第3話 やっと伝えられた

 文化祭から1週間。亜紀から毎日惚気を聞く。受験生だから、しばらくは恋人という名の友人みたいな感じだけど、と言っていたが、すごく幸せそうだった。


 三坂先輩は、ショックを受けていないようだった。

「植木先輩と亜紀、付き合い始めましたね」

 と話しかけたら、

「ああ。まあどこからどう見ても両想いだったからな。ようやくくっついたかと思った」

「え?」

「あ、知らないのか? 須藤亜紀は、植木キャプテンのこと好きだろ。よく試合見に来てたし。キャプテンもキャプテンで、『同い年だったら恋人になれたかな』『亜紀のドレス姿綺麗すぎて見せたくないわ。おい、見るなよ。このポスターを見ていいのは俺だけだ』とか言ってたからな」

 へえ。先輩はあの2人が両想いだと分かっていたのか。だから覚悟できてたのかな。だからもう吹っ切れてるのかな。私は覚悟できてなかったからまだ先輩への思い、捨てきれてないけど。

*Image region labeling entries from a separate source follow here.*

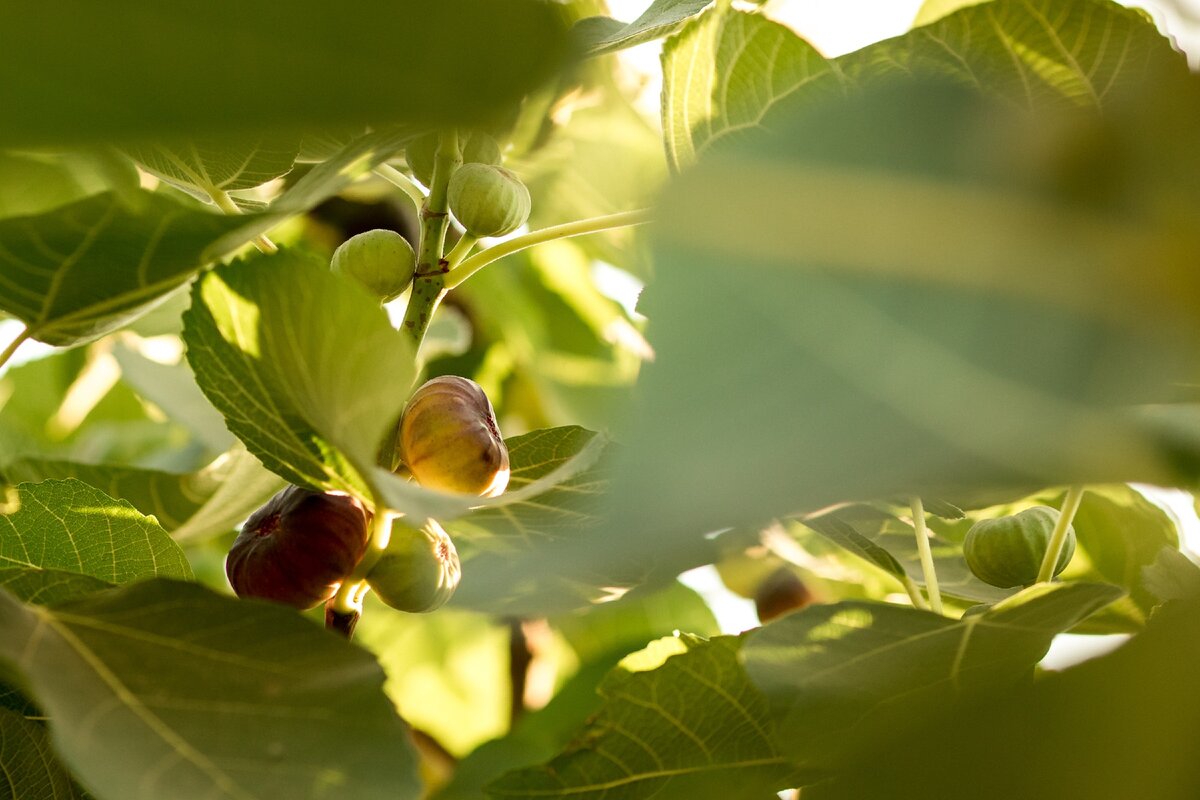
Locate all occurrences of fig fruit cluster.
[226,486,371,608]
[398,375,510,498]
[962,506,1075,589]
[329,229,416,302]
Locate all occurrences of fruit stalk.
[912,497,942,614]
[1038,486,1084,583]
[401,130,462,349]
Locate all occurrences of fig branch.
[445,209,650,289]
[0,325,34,367]
[402,130,462,348]
[1038,486,1084,583]
[912,497,942,614]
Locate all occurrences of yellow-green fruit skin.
[400,375,509,498]
[446,164,533,236]
[404,131,500,186]
[962,506,1075,589]
[367,519,462,614]
[330,229,416,302]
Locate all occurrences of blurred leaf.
[0,192,246,345]
[0,579,419,800]
[354,604,511,754]
[0,709,84,800]
[0,479,192,583]
[604,73,1200,560]
[805,602,1200,800]
[0,567,113,606]
[113,344,234,453]
[662,0,1186,169]
[184,251,415,497]
[126,137,300,203]
[0,0,566,145]
[487,634,792,800]
[1141,547,1200,602]
[571,0,712,55]
[436,582,719,800]
[743,583,1121,771]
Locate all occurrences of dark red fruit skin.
[754,566,812,622]
[226,486,370,609]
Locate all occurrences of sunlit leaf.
[0,581,418,800]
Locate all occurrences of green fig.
[962,506,1075,589]
[448,164,532,236]
[330,229,416,302]
[367,519,462,614]
[404,131,500,186]
[400,375,509,498]
[226,486,371,608]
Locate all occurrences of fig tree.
[400,375,509,498]
[367,519,462,614]
[226,486,370,608]
[962,506,1075,589]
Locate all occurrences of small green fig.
[226,486,371,608]
[330,229,416,302]
[962,506,1075,589]
[448,164,532,236]
[400,375,509,498]
[367,519,462,614]
[404,131,500,186]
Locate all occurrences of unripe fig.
[404,131,500,186]
[226,486,370,608]
[330,229,416,302]
[448,164,533,236]
[400,375,509,498]
[962,506,1075,589]
[367,519,462,614]
[754,566,812,622]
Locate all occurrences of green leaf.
[0,0,566,145]
[1141,547,1200,602]
[0,581,419,800]
[126,137,300,203]
[814,602,1200,800]
[5,445,283,541]
[743,583,1121,770]
[184,251,415,497]
[434,582,720,800]
[0,480,192,583]
[0,567,113,606]
[487,634,792,799]
[662,0,1186,169]
[0,709,84,800]
[0,192,239,345]
[604,70,1200,559]
[571,0,712,55]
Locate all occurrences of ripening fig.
[330,228,416,302]
[400,375,509,498]
[754,566,812,622]
[367,519,462,614]
[226,486,371,608]
[404,131,500,186]
[448,164,533,236]
[962,506,1075,589]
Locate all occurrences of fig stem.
[911,497,943,614]
[374,164,425,211]
[1037,486,1084,583]
[208,186,280,253]
[401,128,462,350]
[0,325,34,367]
[446,233,479,271]
[445,209,650,289]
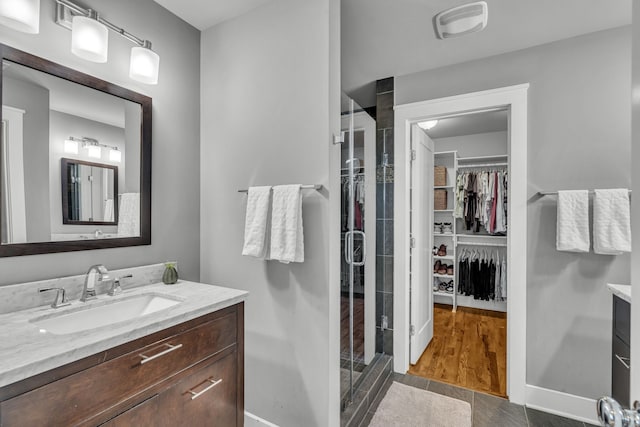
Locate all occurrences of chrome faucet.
[80,264,110,302]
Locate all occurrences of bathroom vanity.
[607,284,631,407]
[0,282,247,426]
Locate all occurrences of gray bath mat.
[369,382,471,427]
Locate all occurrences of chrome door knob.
[596,397,640,427]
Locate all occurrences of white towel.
[242,187,271,258]
[118,193,140,237]
[269,184,304,264]
[593,188,631,255]
[556,190,591,252]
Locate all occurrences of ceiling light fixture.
[433,1,489,39]
[0,0,40,34]
[52,0,160,85]
[418,120,438,130]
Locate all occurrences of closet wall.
[396,27,631,399]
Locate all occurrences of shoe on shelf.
[438,243,447,256]
[438,264,448,275]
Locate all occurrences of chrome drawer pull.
[140,344,182,365]
[189,378,222,400]
[616,354,631,370]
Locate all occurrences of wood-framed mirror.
[0,44,152,257]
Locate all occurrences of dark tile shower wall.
[376,77,394,355]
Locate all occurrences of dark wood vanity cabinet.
[0,303,244,427]
[611,295,631,407]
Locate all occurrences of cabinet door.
[156,350,238,427]
[101,395,158,427]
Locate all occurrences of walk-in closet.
[409,110,509,397]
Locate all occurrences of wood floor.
[409,304,507,397]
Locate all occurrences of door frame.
[393,83,529,404]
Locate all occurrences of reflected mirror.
[0,45,151,256]
[61,158,118,225]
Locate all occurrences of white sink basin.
[31,294,181,335]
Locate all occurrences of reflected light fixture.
[109,147,122,163]
[0,0,40,34]
[418,120,438,130]
[71,9,109,62]
[55,0,160,85]
[87,145,102,159]
[64,139,78,154]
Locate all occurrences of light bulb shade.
[0,0,40,34]
[87,145,102,159]
[109,149,122,163]
[71,15,109,62]
[64,139,78,154]
[129,46,160,85]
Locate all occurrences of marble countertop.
[0,280,248,387]
[607,283,631,304]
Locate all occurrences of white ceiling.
[426,110,508,139]
[154,0,270,31]
[341,0,632,106]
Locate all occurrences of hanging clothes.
[454,170,508,235]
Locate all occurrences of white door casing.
[393,84,529,404]
[410,124,435,364]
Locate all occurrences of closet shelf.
[433,291,453,298]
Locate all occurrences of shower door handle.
[351,230,367,267]
[344,230,367,267]
[344,231,353,264]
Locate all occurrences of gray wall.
[396,27,631,398]
[427,131,509,157]
[49,110,125,233]
[0,0,200,285]
[201,0,340,426]
[620,2,640,404]
[0,78,51,244]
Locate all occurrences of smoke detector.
[434,1,489,39]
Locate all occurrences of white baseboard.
[526,384,600,425]
[244,411,278,427]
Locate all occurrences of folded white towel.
[242,187,271,258]
[593,188,631,255]
[269,184,304,264]
[556,190,591,252]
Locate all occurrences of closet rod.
[458,162,509,169]
[238,184,322,193]
[538,190,631,197]
[458,242,507,248]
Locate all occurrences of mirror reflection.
[0,60,142,244]
[61,159,118,225]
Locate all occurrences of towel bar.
[238,184,322,193]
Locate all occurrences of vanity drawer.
[0,313,238,426]
[156,350,239,427]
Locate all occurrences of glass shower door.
[340,96,375,407]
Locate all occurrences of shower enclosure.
[340,94,376,409]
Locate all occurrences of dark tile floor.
[360,374,590,427]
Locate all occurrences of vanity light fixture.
[55,0,160,85]
[0,0,40,34]
[64,138,78,154]
[418,120,438,130]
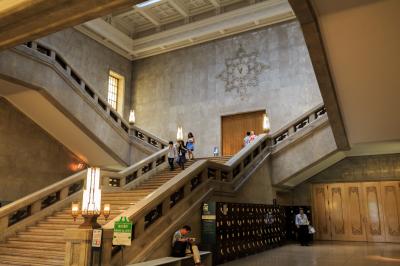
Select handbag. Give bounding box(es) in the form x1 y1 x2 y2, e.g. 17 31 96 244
308 225 315 235
171 241 188 257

 そしてバレンタイン。3年生のマネージャーが引退してしまい、1人になってしまった私は、お得パックを購入して部活の仲間に渡した。渡した、というより、目立つところに置いておいて、取っていってもらう方式だったけれど。誰からももらえなかった部員が多く、「マジでありがとう」と何人にも感謝された。いや、お徳用でごめん。


 部活の後。玄関で三坂先輩に呼び止められた。

「これ」

 そう言って私に袋を差し出した。よく見るとそれは、高級なお店のもの。バレンタインのチョコは何ヶ月も前に予約しないと買えないと言われているものだ。

「えっと?」

「やる」

「え?」

「だから、お前に」

「誰からですか?」

「俺」

「……」

「……」

「えっと」

「本命」

 そう言われた瞬間、顔が真っ赤になったのが分かった。

「顔真っ赤じゃね?」

「うるさいです」

「で? 受け取ってくれねーのか」

「先輩は、亜紀が好きなんじゃ?」

「は?」

「前、中庭で話してるの見て。笑ってたから」

 そう言うと、その時のことを思い出したのか、あー、と言った後、私に視線を合わせてこう言った。

「あの時はお前のこと聞いてた。戦術とかセンスいいなって。そういうのすぐ身につくものじゃねえし。須藤なら何か知ってんじゃねえかって。それで、お前がかっこいいと思ったら、お前の顔浮かんで笑っただけ」

「え、」

「お前のこと考えてた」

「じゃあ、亜紀のことは」

「好きじゃねえよ」

 そっか。私の勘違い。ほっとしてたら先輩がさらに顔を近づけてきた。

「で。これもらってくんね?」

 そう言うことなら。

「もらいます」

「ん」

「あの。私も、あるので受け取ってくれますか」

 先輩は亜紀が好き。でも。悪い私は、バレンタインを利用して先輩につけ入ってしまえ、という結論に達し、チョコを用意していた。

「それは、何チョコだ?」

 でも、先輩が亜紀を好きでないのなら。私に本命をくれたのなら。自信を持ってこう言える。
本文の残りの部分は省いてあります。